Um den Krill in seinem Lebensraum direkt zu beobachten, machte die Polarstern zweimal für zehn Tage an einer großen Eisscholle im Packeis fest. Dort errichteten die Forscher Tauchcamps, von denen aus sowohl Forschungstaucher als auch ein ferngesteuertes Unterwasserfahrzeug für Messungen und Videoaufnahmen unter das Eis tauchten. „Das Videomaterial ist wirklich außergewöhnlich“, sagt Meyer. „Wir konnten sehen, dass das Eis von unten sehr komplex sein kann und Höhlen und Terrassen bildet, wo sich eine Eisscholle über eine andere geschoben hat. Unter dem Eis gibt es nicht den einen Lebensraum, sondern eine Vielzahl von Mikrohabitaten“ erklärt Ulrich Freier, Leiter der achtköpfigen wissenschaftlichen Tauchgruppe.

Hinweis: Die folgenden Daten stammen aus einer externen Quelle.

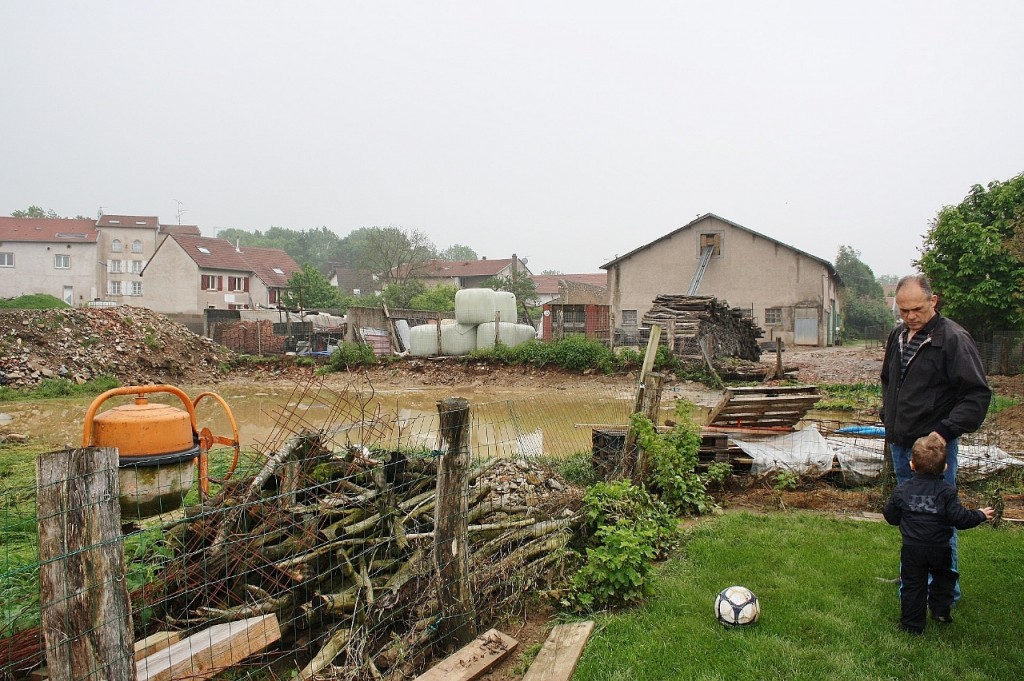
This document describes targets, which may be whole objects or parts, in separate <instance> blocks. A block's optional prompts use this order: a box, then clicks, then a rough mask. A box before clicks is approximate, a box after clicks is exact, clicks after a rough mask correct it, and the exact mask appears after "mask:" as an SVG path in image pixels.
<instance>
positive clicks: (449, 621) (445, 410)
mask: <svg viewBox="0 0 1024 681" xmlns="http://www.w3.org/2000/svg"><path fill="white" fill-rule="evenodd" d="M437 412H438V414H439V416H440V430H439V433H438V435H439V437H440V439H441V442H440V444H439V446H438V449H440V450H444V449H445V446H444V445H445V443H446V445H447V448H446V451H445V452H444V454H442V455H441V457H440V461H439V462H438V464H437V504H436V506H435V507H434V549H433V562H434V570H435V571H436V573H437V577H438V579H439V581H440V583H439V585H438V587H437V593H438V600H439V601H440V603H439V604H440V614H441V620H440V623H439V625H438V633H439V636H440V638H441V640H446V639H451V640H454V641H455V642H457V643H458V644H459V645H465V644H466V643H469V642H470V641H471V640H473V638H475V637H476V610H475V608H474V607H473V594H472V592H471V591H470V583H469V521H468V516H469V508H468V506H469V504H468V498H469V400H468V399H465V398H463V397H447V398H445V399H443V400H441V401H439V402H437Z"/></svg>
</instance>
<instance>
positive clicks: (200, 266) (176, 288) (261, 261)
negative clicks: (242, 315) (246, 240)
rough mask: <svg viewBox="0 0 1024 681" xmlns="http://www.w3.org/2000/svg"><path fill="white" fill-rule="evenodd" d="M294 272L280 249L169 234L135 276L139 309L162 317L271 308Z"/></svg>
mask: <svg viewBox="0 0 1024 681" xmlns="http://www.w3.org/2000/svg"><path fill="white" fill-rule="evenodd" d="M299 269H300V267H299V264H298V263H296V262H295V260H293V259H292V258H291V256H289V255H288V254H287V253H285V252H284V251H282V250H280V249H272V248H250V247H241V248H240V247H236V245H233V244H231V243H230V242H228V241H226V240H224V239H214V238H210V237H196V236H191V235H180V233H171V235H168V236H167V237H166V238H165V239H164V240H163V241H162V242H161V243H160V245H159V246H158V247H157V250H156V252H155V253H154V254H153V258H152V259H151V260H150V262H148V264H147V265H146V266H145V268H144V269H143V270H142V272H141V274H142V280H143V282H144V283H145V289H144V291H145V293H144V294H143V296H142V305H144V306H145V307H148V308H151V309H153V310H155V311H158V312H164V313H198V312H202V311H203V310H205V309H208V308H215V309H258V308H272V307H276V306H278V304H279V303H280V301H281V294H282V291H283V289H284V288H285V286H287V284H288V281H289V280H290V279H291V276H292V274H294V273H295V272H296V271H298V270H299Z"/></svg>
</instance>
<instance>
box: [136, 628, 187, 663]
mask: <svg viewBox="0 0 1024 681" xmlns="http://www.w3.org/2000/svg"><path fill="white" fill-rule="evenodd" d="M182 636H184V634H182V633H181V632H157V633H156V634H153V635H152V636H146V637H145V638H143V639H139V640H137V641H135V659H136V661H137V659H141V658H142V657H148V656H150V655H152V654H153V653H154V652H160V651H161V650H163V649H165V648H169V647H171V646H172V645H174V644H175V643H177V642H178V641H180V640H181V637H182Z"/></svg>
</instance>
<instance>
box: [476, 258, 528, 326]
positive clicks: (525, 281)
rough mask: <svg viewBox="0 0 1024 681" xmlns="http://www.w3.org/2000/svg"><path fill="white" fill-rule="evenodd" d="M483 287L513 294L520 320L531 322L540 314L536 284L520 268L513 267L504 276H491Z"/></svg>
mask: <svg viewBox="0 0 1024 681" xmlns="http://www.w3.org/2000/svg"><path fill="white" fill-rule="evenodd" d="M483 288H485V289H494V290H495V291H509V292H511V293H513V294H515V301H516V305H517V306H518V307H519V310H520V313H521V315H520V320H519V321H521V322H523V321H528V322H529V323H530V324H532V323H534V321H535V320H537V317H538V316H540V314H541V307H540V305H541V298H540V296H538V295H537V284H535V283H534V280H531V279H530V278H529V274H527V273H526V272H524V271H522V270H519V269H515V270H513V271H512V272H511V273H510V274H508V275H506V276H492V278H490V279H488V280H486V281H485V282H484V283H483Z"/></svg>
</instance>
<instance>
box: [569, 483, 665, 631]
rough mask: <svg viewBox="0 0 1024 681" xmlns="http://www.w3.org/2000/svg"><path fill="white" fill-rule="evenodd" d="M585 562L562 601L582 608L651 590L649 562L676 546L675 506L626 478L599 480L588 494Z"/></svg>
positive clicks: (607, 604) (643, 594)
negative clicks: (656, 495) (649, 493)
mask: <svg viewBox="0 0 1024 681" xmlns="http://www.w3.org/2000/svg"><path fill="white" fill-rule="evenodd" d="M583 512H584V520H585V524H584V528H585V535H586V537H587V538H588V543H587V548H586V562H585V563H584V565H583V567H581V568H580V570H579V571H578V572H577V573H575V574H574V576H573V577H572V583H571V586H570V588H569V590H568V593H567V594H566V596H565V598H564V599H563V601H562V603H563V605H565V606H567V607H569V608H570V609H573V610H575V611H580V612H587V611H592V610H596V609H600V608H605V607H615V606H621V605H626V604H629V603H634V602H636V601H639V600H641V599H643V598H644V597H645V596H648V595H650V593H651V589H652V576H651V563H652V561H654V560H656V559H658V558H662V557H665V556H666V555H667V554H668V552H669V551H670V550H671V549H672V548H673V547H674V546H675V545H676V543H677V541H678V539H679V529H678V524H677V521H676V518H675V516H674V515H673V513H672V511H671V510H670V509H669V508H668V507H667V506H666V505H665V504H663V503H662V502H660V501H658V500H657V499H655V498H654V497H651V496H650V495H649V494H648V493H647V491H646V490H644V488H643V487H638V486H636V485H635V484H633V483H632V482H630V481H628V480H618V481H615V482H599V483H597V484H595V485H594V486H592V487H590V488H588V490H587V492H586V493H585V494H584V510H583Z"/></svg>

Der Krillnachwuchs zieht sich tagsüber in schützende Eishöhlen zurück
Die Forscher konnten Krilllarven und juvenilen Krill in großen Schwärmen beobachten, die sich eng an das Eis hielten. An einigen Stellen erreichte der Krillnachwuchs eine Dichte von 10.000 Tieren pro Quadratmeter. „Die Verteilung der Tiere ist sehr unregelmäßig. Die Tiere scheinen die Höhlen und Terrassen zu bevorzugen, die durch überlagerte Eisschollen gebildet werden. Sie bieten geschützte Regionen, in denen die Larven fressen und sich vor Verdriftung schützen können“, sagt Meyer.
Tagsüber filmten die Forscher Krill, der direkt am Eis fraß. Nachts verließen die Tiere jedoch die Eisunterseite und hielten sich in den obersten 20 Metern in der Wassersäule auf – möglicherweise um sich vor Fraßfeinden zu schützen, die im Dunkeln an die Oberfläche kommen. „Wir konnten erstmals solche tageszeitlichen Wanderungen junger Stadien des Krills beobachten“, erläutert Mathias Teschke vom Alfred-Wegener-Institut. „Die Wanderungen in der Wassersäule zwischen Tag und Nacht deuten darauf hin, dass Krilllarven eine steuernde innere Uhr haben könnten“, vermutet der Chronobiologe. Weitere Aufschlüsse soll ihm die genetische DNA-Analyse von Larven bringen, die er zu diesem Zweck eingefroren mit ins Bremerhavener Labor bringen wird.
Die Ergebnisse der Expedition bestätigen die Bedeutung von Meereis für den Lebenszyklus des Krills. Laut Expeditionsleiterin Meyer könnte neben der Ausdehnung des Meereises auch der Zeitpunkt der Eisbildung eine entscheidende Rolle spielen: „Krill scheint auf Meereis angewiesen zu sein, das ausreichend früh im Jahr gebildet wird. Es kann einerseits hohe Mengen Biomasse einschließen und schiebt sich andererseits übereinander und bildet so die Mikrohabitate, die der Krill bevorzugt“. Bei der Prognose der Effekte des Klimawandels im Ökosystem Antarktis müssen die Forscher solche komplexen Wechselwirkungen mit berücksichtigen.